A few days ago I was assisting a Tamil customer with a Unicode keyboard they had designed which used visual input order. Visual input order means that vowels such as TAMIL VOWEL SIGN E, U+0BC6 are typed before the consonant with which they combine, even though they are stored after the consonant as per the Unicode standard. Our customer was running into a problem where U+0BC6 was combining with the wrong consonant in a run. In this blog I’ll discuss some of the possible solutions and potential issues with those solutions and finish with the solution that we proposed and that the customer chose to use. These solutions apply to any Indic script but we will use Tamil as an example.

The basic keyboard layout is shown below. For this discussion, I’ve only populated 3 keys – E, A and K. So you won’t be seeing real words in this example – the examples have been chosen as the simplest way to illustrate rendering complexities, and not as valid Tamil text.

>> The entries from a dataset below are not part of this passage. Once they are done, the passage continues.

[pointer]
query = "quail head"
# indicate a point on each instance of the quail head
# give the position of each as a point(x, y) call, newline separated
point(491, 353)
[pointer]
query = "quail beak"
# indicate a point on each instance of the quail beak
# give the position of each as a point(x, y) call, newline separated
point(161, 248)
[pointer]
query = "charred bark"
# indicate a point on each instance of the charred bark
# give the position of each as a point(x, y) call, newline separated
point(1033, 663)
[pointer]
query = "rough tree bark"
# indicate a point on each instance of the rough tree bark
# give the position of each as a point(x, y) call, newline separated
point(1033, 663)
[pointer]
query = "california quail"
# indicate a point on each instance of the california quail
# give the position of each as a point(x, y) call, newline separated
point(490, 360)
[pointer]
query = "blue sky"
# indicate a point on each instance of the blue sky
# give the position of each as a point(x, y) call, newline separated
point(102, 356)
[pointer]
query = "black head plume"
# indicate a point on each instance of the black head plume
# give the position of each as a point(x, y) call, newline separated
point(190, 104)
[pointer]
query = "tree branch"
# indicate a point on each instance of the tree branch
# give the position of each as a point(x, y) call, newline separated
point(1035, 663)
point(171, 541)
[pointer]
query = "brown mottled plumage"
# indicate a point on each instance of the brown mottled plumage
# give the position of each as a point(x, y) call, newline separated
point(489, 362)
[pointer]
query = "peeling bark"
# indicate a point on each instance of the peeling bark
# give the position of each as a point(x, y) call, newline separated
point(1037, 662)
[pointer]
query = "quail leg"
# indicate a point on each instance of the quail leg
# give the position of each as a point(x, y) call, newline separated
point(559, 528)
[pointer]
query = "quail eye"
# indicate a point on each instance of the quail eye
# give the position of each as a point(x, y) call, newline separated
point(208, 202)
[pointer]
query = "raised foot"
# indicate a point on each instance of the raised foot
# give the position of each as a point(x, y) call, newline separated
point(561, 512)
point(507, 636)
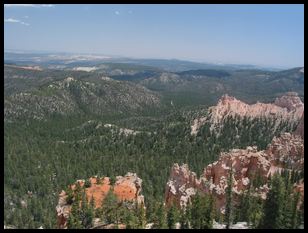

The Keyman source file looks like this:

store(&VERSION) '8.0' 
store(&NAME) 'My First Tamil Keyboard' 
store(&MESSAGE) 'Demonstrating Visual Input Order' 

begin Unicode > use(main) 

group(main) using keys 

+ 'a' > U+0BBE 
+ 'e' > U+0BC6 
+ 'k' > U+0B95 

Now with this visual input order keyboard, the Tamil vowel U+0BC6 is stored after the consonant in the document but typed before it. The keyboard as it stands won’t do that:

Typed

Expected Display

Actual Display

Text Stored

e

U+0BC6

ek

கெ

ெக

U+0BC6 U+0B95

The initial solution was to add a rule to reorder these:

U+0BC6 + 'k' > U+0B95 U+0BC6

This fixes the initial issue but introduces the Travelling Vowel Problem – a vowel that just won’t stay where it is put:

Typed

Expected Display

Actual Display

Text Stored

e

U+0BC6

ek

கெ

கெ

U+0B95 U+0BC6

ekk

கெக

ககெ

U+0B95 U+0B95 U+0BC6

ekkk

கெகக

கககெ

U+0B95 U+0B95 U+0B95 U+0BC6

The problem here is how to tell that the U+0BC6 has already been combined with a consonant to prevent it moving further down the text store. The solution initially chosen by our customer involved using U+200C ZWNJ to stop the vowel U+0BC6 from moving along to the next consonant:

U+0BC6 + 'k' > U+0B95 U+0BC6 U+200C

This simple change stops the rule from matching repeatedly, because U+0BC6 is no longer at the end of the context. But does that solve the problem completely?

Typed

Expected Display

Actual Display

Text Stored

e

U+0BC6

ek

கெ

கெ

U+0B95 U+0BC6

ekk

கெக

கெக

U+0B95 U+0BC6 U+200C U+0B95

Okay, so this seemed to display just fine but behind the scenes we now had an extra U+200C ZWNJ in the text store which is certainly not ideal. Our customer noticed this when one application rendered U+200C ZWNJ as a space rather than zero width.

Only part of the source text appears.